Existence of Subspace so direct sum gives the orignal vector space.

Question

Let $V=\{f:X \to \mathbb{R}\}$ be the vector space of real valued functions.

Fix $x_0 \in X$

Define W=$\{f\in V|f(x_0)=0\}$

Is there a vector space $Y$-a subspace of V such that $V=W \oplus Y$

Attempt..

I think No.

Consider the set X to be $\mathbb{R}$.Then we are looking into the real valued functions from real numbers. choose $x_0=1$

Then we know that W is the subspace of $V$ which consists of functions $f:\mathbb{R} \to \mathbb{R}$ which vanish at $x=1$.

Now for the sake of contradiction I will assume the existence of such a subspace Y such that $V=W \oplus Y$.

Then $Y$ must contain all the functions which do not vanish at $x=1$. choose $f_1(x)=1+2x$ and $f_2(x)=-3x$

however $f_1(x)+f_2(x)=1-x$ which does not belong to $Y$ contradicting the additive closure property.(note-This is because $f_1(x)+f_2(x)=1-x\in W$)

Am I Correct?

If not please help me solving this one.

Thanks

Answer 1

Think of direct sums as partitioning all the information in the vector space into two completely unrelated pieces of data.

So, your original vector space is all functions. Now, you're given that one part of your description for "any function" is about its behavior at absolutely every point other than $x_0$.

What information is left to be specified about such a function?

Answer 2

No, it is possible to have such a subspace Y. I have constructed such one.

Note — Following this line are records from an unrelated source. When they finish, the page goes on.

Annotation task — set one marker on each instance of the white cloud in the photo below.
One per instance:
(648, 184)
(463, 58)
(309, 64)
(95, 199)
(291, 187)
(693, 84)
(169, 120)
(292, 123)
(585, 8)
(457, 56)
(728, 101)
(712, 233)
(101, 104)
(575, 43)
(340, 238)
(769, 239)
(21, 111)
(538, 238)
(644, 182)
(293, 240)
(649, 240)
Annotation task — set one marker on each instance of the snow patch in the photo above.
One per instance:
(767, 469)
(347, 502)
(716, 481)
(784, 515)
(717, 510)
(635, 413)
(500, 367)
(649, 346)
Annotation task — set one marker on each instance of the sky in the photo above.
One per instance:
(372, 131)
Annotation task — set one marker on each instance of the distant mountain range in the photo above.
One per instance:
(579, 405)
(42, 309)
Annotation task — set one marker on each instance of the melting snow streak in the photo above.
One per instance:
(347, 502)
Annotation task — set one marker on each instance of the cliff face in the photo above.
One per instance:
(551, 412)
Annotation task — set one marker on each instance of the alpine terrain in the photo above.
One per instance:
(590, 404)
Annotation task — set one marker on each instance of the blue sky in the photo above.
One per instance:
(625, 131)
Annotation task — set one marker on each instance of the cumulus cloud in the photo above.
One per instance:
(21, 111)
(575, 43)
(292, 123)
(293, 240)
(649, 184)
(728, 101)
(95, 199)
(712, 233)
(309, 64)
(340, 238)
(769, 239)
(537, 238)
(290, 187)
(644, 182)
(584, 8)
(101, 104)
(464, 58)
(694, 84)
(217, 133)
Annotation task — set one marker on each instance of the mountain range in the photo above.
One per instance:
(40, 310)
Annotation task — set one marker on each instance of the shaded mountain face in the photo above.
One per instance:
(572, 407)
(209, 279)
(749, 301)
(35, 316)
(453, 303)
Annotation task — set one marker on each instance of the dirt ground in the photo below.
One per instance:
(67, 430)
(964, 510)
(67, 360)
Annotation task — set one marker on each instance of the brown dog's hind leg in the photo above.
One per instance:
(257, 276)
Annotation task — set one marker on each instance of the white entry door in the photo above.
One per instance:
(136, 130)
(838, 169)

Let $$ \begin{align*} Y&=\{f\in V\mid f(x_0)=0\Rightarrow f(x)=0\text{ for all }x\in X\}\\ &=\{f\in V\mid f(x_0)\neq0\}\cup\{f\equiv 0\}. \end{align*} $$ Let $f\in V$. Consider $f_1\in W$ and $f_2\in Y$ defined by $$ \begin{align*} f_1(x)&=\begin{cases}0 & x=x_0\\ f(x) & x\neq x_0\end{cases}\\ f_2(x)&=\begin{cases}f(x) & x=x_0\\ 0 & x\neq x_0\end{cases} \end{align*} $$ Then $f(x)=f_1(x)+f_2(x)$ for all $x\in X$.

Therefore $V=W+Y$.

Now, it is easy to check that $W\cap Y=\{0\}$. So, $V=W\oplus Y$.